Lord Cardigan has had his name cleared after a court found him not guilty of launching a tirade of abuse at an estate worker in a supermarket.

Prue Chetwynd-Talbot said the 63-year-old was ‘menacing’ when he confronted her in the fruit and veg department of Waitrose in Marlborough.

And she said as she was leaving the store he repeated the abuse as he pointed at her in front of Saturday shoppers in April 2013.

But the Earl, who lives at nearby Savernake Lodge, insists the first incident never took place and in the second he was talking to a friend.

Now a judge sitting with two magistrates at Swindon Crown Court has overturned his conviction for a public order offence.

Recorder Stephen Hall said: "We are not sure the case is made out. Accordingly we allow the appeal."

Speaking after the case Lord Cardigan said: "The ordeal of the 17 trials is at an end. The nightmare is over. I just pray to God this is finally the end of it now.

"There have been 17 charges brought against me by trustees and their employees and there are now 17 acquittals.
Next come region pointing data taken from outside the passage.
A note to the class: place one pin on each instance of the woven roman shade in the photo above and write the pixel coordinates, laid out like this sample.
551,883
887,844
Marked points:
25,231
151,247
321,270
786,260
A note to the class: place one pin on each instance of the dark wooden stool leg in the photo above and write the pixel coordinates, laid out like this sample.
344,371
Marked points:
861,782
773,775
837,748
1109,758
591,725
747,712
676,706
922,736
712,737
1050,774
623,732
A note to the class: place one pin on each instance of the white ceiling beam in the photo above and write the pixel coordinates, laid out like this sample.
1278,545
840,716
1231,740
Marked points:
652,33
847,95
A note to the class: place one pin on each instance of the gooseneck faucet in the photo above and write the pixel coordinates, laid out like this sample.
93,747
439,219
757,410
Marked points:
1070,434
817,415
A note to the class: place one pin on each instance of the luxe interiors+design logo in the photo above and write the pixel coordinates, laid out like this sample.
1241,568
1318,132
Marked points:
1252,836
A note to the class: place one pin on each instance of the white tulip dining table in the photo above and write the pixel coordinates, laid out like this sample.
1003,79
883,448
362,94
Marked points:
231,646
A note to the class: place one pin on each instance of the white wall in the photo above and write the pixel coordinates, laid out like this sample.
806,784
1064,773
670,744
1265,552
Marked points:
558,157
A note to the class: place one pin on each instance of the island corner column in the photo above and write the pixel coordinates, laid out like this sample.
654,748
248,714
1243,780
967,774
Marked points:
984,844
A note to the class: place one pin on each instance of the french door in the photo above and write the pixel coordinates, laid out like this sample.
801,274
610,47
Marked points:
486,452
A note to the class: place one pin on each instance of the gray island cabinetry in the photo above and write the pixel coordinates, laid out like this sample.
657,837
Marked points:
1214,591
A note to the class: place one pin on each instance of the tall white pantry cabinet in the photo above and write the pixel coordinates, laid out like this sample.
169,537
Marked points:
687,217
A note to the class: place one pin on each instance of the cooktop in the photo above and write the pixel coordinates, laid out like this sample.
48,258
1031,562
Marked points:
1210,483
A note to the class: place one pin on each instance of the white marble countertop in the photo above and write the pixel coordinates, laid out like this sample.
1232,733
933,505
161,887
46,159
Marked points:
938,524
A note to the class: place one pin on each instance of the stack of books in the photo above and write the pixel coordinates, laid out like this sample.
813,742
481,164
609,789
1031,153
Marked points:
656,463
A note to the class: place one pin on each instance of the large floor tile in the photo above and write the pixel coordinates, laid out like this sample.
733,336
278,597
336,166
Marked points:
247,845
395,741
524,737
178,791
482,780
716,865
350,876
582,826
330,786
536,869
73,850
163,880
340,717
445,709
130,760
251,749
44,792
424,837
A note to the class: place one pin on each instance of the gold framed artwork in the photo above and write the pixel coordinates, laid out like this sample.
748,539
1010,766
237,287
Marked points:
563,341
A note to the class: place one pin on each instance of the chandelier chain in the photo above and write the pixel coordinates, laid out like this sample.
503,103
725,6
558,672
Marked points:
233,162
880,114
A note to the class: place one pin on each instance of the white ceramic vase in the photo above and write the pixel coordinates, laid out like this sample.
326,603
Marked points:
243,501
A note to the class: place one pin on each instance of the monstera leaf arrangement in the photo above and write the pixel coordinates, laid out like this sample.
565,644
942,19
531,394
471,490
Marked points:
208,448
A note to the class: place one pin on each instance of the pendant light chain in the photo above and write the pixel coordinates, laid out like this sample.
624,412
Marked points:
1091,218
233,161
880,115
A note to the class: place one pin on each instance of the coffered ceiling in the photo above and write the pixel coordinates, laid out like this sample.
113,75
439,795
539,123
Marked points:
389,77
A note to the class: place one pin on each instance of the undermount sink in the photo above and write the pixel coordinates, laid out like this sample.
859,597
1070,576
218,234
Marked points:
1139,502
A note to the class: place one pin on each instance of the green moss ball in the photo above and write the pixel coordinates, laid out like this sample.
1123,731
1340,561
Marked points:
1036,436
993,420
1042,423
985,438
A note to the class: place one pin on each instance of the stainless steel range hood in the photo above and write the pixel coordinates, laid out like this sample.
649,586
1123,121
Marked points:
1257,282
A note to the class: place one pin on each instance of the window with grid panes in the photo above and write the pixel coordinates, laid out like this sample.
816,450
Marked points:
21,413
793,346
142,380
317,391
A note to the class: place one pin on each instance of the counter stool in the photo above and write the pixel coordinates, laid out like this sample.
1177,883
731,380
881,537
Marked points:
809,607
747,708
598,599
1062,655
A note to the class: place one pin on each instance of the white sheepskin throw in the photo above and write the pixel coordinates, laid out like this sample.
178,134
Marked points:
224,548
At one point I had two in one week."

At the time he was involved in a bitter dispute with the trustees of the Savernake Estate over the future of former family seat Tottenham House.

Miss Chetwynd-Talbot was living in the Grade One listed 100 room stately pile as resident caretaker at the time of the incident.

She told the court she was choosing bananas in the store on the High Street when she bumped into the Lord Cardigan.

“He looked at me and said ‘Oh, yuk, bitch’. He was looking right at me,” she told the court.

“As to his actual demeanour: his eyes were just looking at me saying these things. I was hearing them and I was horrified.

“It wasn’t shouted, there was nobody else around. It was just spoken, the way I’m talking to you.”

Asked how he spoke, she replied his voice was ‘menacing’ saying she then just looked down as she ‘wanted to get as far away as possible’.

She said she was then leaving the store when he pointed at her and said ‘Bitch, Prue, bitch,’ at her in a ‘mocking’ voice from about 20ft away.

“I put my head down and walked out as fast as I could. I felt absolutely dreadful. I felt embarrassed. I felt so ashamed that I had been shouted at in front of other people and I was shaky,” she said.

Edward Henry, for Cardigan, put to her that the incident hadn’t happened and in the second he was having a private conversation with friend David Bloom.

He said he was pointing her out after she had accosted him on the estate when the men were out blackberry picking with Lady Cardigan and Mr Bloom's two children.

Mr Henry put to her she had yelled ‘Cardigan, Cardigan, what the bloody hell are you doing here?’ when she saw the group, which she denied.

She said she hadn’t realised the old Etonian was in the group of fruit pickers but did recall Mr Bloom telling her ‘It’s Lord Cardigan to you?’

Mr Henry also asked her why it took her more than a week to report it to the police.

She said: “I thought about it over a couple of days and I thought it upset me that much I was going to make a report to the police about it.”

Miss Chetwynd-Talbot told the court ‘the man terrifies me’ adding ‘Cardigan knows he intimidates me, he knows I am frightened of him’.

Lord Cardigan told the court the prosecution was part of a campaign against him by John Moore, the trustee of the estate he was in the throws of getting removed.

“Mr Moore and his three employees, one of whom is Prue Chetwynd-Talbot, formulated a plan to discredit me in the forthcoming High Court action by getting me convicted of something, anything," he said.

“In the course of the next nine months 17, seventeen, different prosecutions were brought by these three people. Every single one crashed and burned.”

On the day in Waitrose he said he was with friend Mr Bloom and pointed out Miss Chetwynd-Talbot as it was the first time he had seen her since the blackberry incident.

“I was just telling Mr Bloom there is the woman who behaved so badly, yes I probably did use the word bitch, and offended your children. On my property," he said.

“I was standing close to Mr Bloom saying ‘There’s that bitch that behaved so badly that day’. Of course I pointed as I had to point her out to him.”